The first benefit of group foresight is that it encourages collaboration and critical thinking. This is important to breaking into new areas of analysis, as different perspectives and ideas can open a new dialogue on a particular topic. In a case study conducted by the University of Dayton, faculty leaders explored possible scenarios for their university’s future. The group was asked to explore the various diverse University contexts, such as the changing student demographics and the regulatory environment, among other things. Through a facilitated discussion among the participants, a collective vision for the University’s future was created, which was later implemented in the University’s strategic plan.

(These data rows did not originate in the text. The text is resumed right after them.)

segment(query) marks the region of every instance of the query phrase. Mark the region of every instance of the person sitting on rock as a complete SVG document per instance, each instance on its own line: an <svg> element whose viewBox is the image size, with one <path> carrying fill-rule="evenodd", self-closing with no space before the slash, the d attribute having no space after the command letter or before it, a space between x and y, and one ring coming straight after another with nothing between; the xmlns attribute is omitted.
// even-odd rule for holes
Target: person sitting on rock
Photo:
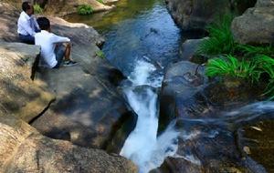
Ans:
<svg viewBox="0 0 274 173"><path fill-rule="evenodd" d="M40 29L34 16L33 5L28 2L24 2L22 10L23 12L20 14L17 22L19 39L23 43L34 45L34 36L36 33L40 32Z"/></svg>
<svg viewBox="0 0 274 173"><path fill-rule="evenodd" d="M37 18L40 33L35 35L35 45L41 46L40 66L48 68L58 68L65 56L63 66L73 66L77 63L70 56L70 39L51 33L50 22L47 17Z"/></svg>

Understanding the External Environment

The second benefit of group foresight is that it creates an understanding of the external environment. This is especially important in industries like finance, which are under constant market fluctuation and change. Group foresight can provide a platform for discerning underlying trends in the market and seeing their potential impact on the organization’s future. In a case study conducted by the Foresight Team of the Bank of Australia, the team organized a series of workshops, where different stakeholders were invited to explore future scenarios and analyze their potential impacts. These workshops allowed the participants to gain an insight into the future of the market and the industry, thus enabling the Bank to better position itself in this constantly changing environment.

Conclusion

Group foresight is a valuable tool for organizations and businesses looking to take a deeper dive into the future. By encouraging collaboration and critical thinking, as well as understanding the external environment, group foresight provides insights on how to create and implement successful plans. These benefits are evident from a range of case studies, making it a valuable tool for any organization looking towards the future.

Bottom line: Futurology is not fortune telling. Futurists use a scientific approach to create their deliverables, but a methodology and tools like those in FutureHacking™ can empower anyone to engage in futurology themselves.